For China's exports in particular, the Kiel Trade Indicator for August shows negative momentum with a 6 percent decline compared with the previous month (nominal, seasonally adjusted). This is due to the renewed container shipping congestion. The indicator for imports stands at +2.2 percent. Due to the high volatility in China's trade figures, this points to stagnation.
"Maritime trade is not coming to a rest. While in recent weeks there have been gentle signs of relief, the terminal closure in Ningbo is now exacerbating the bottlenecks in container traffic again. If goods trade with China does not quickly find its way back to normal processes, the crisis also threatens to make itself felt in the Christmas business with missing products and higher prices," said Vincent Stamer, Head of Kiel Trade Indicator.
In particular, significantly fewer ships left the mega ports of Ningbo and Shanghai in the past four weeks compared to the previous four weeks. However, the comparison period was particularly strong. Also due to the closure of the port of Yantian, cargo volumes in the Red Sea—the most important sea trade route between China and Europe—are currently 20 percent lower than would be expected under normal circumstances.
Total world trade in August is expected to be at the level of the previous month (+0.4 percent).
For Germany, the Kiel Trade Indicator signals an increase in exports of 1.6 percent, while imports are expected to virtually stagnate with an indicator value of +0.1 percent (nominal, seasonally adjusted).
For the EU, both imports and exports are expected to be in the black (exports +0.9 percent; imports +0.6 percent).
"This month, Germany's and Northern Europe's imports are still spared from the recent congestion in container shipping, but the rather restrained sideways movements of the indicator values give rise to fears of high uncertainty in the future," Stamer said.
For US trade, the Kiel Trade Indicator shows positive signs in both directions despite the shipping crisis (exports +2.7 percent; imports +2.8 percent).
Methodological note: The Kiel Trade Indicator measures how many goods actually leave a port. Authorities such as Chinese customs, on the other hand, record how many goods reach a port and clear customs. . Therefore, there may be significant discrepancies between the values of the Kiel Trade Indicator and official statistics.
For more information on the Kiel Trade Indicator and forecasts for 75 countries, visit www.ifw-kiel.de/tradeindicator.
The next update of the Kiel Trade Indicator will take place on September 6 (without press release) and on September 21 (with press release).
About the Kiel Trade Indicator
The Kiel Trade Indicator estimates trade flows (imports and exports) for 75 countries worldwide, the EU and world trade as a whole. It is based on the evaluation of ship movement data in real time.

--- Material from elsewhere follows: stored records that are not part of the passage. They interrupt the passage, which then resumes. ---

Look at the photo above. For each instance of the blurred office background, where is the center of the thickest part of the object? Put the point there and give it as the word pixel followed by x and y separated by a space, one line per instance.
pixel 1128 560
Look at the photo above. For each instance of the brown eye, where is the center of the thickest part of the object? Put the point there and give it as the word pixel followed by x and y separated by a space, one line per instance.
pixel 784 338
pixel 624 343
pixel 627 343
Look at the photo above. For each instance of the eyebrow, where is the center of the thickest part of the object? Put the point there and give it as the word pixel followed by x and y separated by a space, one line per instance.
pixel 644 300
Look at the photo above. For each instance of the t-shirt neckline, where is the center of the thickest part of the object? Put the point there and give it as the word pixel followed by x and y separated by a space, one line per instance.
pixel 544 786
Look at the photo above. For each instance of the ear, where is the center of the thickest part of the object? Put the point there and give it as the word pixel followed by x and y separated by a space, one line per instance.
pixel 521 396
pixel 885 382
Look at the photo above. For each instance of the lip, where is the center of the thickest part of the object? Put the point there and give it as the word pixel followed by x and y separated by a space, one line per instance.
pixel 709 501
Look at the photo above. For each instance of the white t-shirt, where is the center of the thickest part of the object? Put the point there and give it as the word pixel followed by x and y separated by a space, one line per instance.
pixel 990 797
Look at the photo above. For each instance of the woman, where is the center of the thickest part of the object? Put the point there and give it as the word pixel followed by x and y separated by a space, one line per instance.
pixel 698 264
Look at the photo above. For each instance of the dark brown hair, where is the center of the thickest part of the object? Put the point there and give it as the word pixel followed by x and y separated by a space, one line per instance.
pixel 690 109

An algorithm programmed at the Kiel Institute uses artificial intelligence to analyze the data and translates the ship movements into nominal, seasonally adjusted growth figures compared with the previous month.

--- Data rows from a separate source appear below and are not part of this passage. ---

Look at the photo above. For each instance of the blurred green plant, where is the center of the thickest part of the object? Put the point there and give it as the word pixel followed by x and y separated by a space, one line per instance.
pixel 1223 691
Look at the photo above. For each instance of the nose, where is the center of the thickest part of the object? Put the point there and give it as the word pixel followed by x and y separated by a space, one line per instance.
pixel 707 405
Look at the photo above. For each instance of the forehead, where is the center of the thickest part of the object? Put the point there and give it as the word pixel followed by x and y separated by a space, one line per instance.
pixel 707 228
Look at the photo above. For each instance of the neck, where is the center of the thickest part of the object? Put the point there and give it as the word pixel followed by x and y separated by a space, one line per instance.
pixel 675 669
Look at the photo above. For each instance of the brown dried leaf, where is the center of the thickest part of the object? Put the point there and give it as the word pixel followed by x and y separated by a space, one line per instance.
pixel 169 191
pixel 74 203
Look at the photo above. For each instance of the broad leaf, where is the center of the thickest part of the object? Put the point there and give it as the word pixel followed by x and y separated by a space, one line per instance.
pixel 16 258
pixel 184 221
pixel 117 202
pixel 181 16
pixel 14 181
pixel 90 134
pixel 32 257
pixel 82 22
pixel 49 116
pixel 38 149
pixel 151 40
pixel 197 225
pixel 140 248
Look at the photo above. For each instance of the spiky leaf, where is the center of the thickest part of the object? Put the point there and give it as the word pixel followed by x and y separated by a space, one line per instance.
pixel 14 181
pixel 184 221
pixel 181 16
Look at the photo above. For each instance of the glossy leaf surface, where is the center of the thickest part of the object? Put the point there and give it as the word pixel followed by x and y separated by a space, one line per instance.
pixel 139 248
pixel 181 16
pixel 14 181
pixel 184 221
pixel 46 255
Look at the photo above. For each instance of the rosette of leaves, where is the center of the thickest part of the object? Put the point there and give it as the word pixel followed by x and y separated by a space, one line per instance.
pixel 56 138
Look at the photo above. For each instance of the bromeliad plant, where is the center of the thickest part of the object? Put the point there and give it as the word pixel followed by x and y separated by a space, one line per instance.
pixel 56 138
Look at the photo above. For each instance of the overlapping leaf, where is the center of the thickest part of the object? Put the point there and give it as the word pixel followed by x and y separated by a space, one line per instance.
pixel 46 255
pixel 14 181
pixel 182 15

We update the data twice a month. Around the 20th (with press release) for the current and the following month and around the 3rd (without press release) for the previous and the current month.
Arriving and departing ships are recorded for 500 ports worldwide. In addition, ship movements in 100 maritime regions are analyzed and the effective utilization of container ships is derived from draught information. Country-port correlations can be used to generate forecasts, even for countries without their own deep-sea ports.
Compared to previous leading trade indicators, the Kiel Trade Indicator is available much earlier, is much more comprehensive, relies on a uniquely large database using big data, and has a low statistical error by comparison. The algorithm of the Kiel Trade Indicator uses machine learning, so that the quality of the forecast continues to improve over time.